Masses of plastic containers floating in the ocean are among the most sickening tales of environmental depredations. This isn’t just an aesthetic concern; all that discarded plastic too often ends up inside ocean animals. According to UNESCO, one million of them die each year from plastic pollution, including dolphins and whales. What’s more, untold tons of plastic waste are discarded in U.S. landfills, emitting greenhouses gases as they degrade.

So, the race is on to create an environmentally friendly alternative, using plant-based materials to produce containers and packaging materials. A Dutch company named Avantium is well on its way to churning out renewable plastic, with it first factory, based in the Netherlands, set to open later this year.

The company uses agricultural crops such as wheat, corn, sugar beet and sugar cane to create this plastic substitute, which it says will be used in packaging, textiles and film. The product is biodegradable, can easily be recycled and, as it is produced, emits 80% less carbons dioxide than petroleum-based plastics. As the base of various types of containers, says its CEO Tom van Aken, it is lighter and thinner than legacy plastics. Plus, it is longer-lasting. “A Coke bottle lasts six months,” he says. “Ours last six years.” The longer shelf life leads to a reduction of food waste.
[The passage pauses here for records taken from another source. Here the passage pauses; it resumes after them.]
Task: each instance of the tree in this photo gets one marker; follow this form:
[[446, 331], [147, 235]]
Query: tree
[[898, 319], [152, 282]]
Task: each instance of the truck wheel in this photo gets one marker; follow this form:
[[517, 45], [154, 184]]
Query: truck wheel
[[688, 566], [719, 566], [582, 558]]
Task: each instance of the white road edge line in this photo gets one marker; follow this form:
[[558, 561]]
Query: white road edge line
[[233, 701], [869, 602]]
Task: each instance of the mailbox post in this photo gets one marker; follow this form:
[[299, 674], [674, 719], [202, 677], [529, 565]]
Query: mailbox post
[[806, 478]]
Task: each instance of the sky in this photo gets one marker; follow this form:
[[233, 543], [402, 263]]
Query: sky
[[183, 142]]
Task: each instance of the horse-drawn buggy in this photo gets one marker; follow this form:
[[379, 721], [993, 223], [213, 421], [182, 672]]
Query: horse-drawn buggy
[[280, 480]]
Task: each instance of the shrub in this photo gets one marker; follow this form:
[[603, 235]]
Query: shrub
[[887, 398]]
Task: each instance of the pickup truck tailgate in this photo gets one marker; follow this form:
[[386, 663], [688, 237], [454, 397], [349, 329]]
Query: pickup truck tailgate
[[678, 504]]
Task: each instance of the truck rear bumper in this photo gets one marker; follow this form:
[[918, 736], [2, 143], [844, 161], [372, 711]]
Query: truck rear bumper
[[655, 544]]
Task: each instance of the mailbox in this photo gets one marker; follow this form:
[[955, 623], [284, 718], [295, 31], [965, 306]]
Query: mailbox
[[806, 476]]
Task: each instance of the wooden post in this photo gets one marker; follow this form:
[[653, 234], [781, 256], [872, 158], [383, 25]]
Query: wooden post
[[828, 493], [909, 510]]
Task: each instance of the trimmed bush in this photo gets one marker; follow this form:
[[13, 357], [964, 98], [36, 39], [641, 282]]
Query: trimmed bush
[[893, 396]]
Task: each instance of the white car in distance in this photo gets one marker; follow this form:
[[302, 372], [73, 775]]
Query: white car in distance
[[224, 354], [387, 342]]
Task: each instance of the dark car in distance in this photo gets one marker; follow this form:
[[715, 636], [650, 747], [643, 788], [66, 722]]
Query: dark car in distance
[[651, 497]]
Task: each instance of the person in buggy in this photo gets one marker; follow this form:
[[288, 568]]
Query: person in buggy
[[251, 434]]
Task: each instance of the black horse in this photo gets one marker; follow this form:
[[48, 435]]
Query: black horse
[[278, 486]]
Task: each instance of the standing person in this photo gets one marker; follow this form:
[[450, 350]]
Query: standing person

Competitors include Swedish-Finnish renewables firm Stora Enso (packaging but also wood and chemicals), U.S. agricultural giant Archer-Daniels-Midland and U.S. chemical multinational Dupont, a major traditional plastics producer. None of these is a pure-play renewable plastics producer, though. Avantium is, and this makes it an interesting flier for investors looking for what may be an up-and-coming hit.

Biotech in general has had its ups and downs in recent years, surging in the pandemic and then dropping amid higher interest rates lately. The iShares Biotech exchange-traded fund is up just 0.7% this year through last Friday, while the broad-market S&P 500 index has advanced 11.2%. Avantium (market cap: $219 million) is no exception, down 8% in 2024. The Netherlands exchange, where it is traded, has soared 16.1%. Americans can buy the stock via large brokers such as Charles Schwab.

As befits a young biotech company, Avantium continues to run in the red, per its annual report. Although its revenue jumped 11% in 2023, to 19.7 million euros ($21.4 million), losses deepened by 14.9%, to 34.1 million euros ($37.1 million) Future customers include beverage maker AmBev, Carlsberg and LVMH. Helping bridge the shortfall: a capital raise in February, of $76.1 million.

Avantium began in 2000 after Royal Dutch Shell spun it off. It started out as a research and development firm for pharma and chemicals, then later shifted to renewable plastics and went public in 2017. Its product is still in the pilot stage, but the new production facility will allow Avantium to begin churning the polymer out for corporate customers.

To Avantium, the trend is its friend. “Plastics,” insists CEO Van Aken, “are going to move away from petroleum.”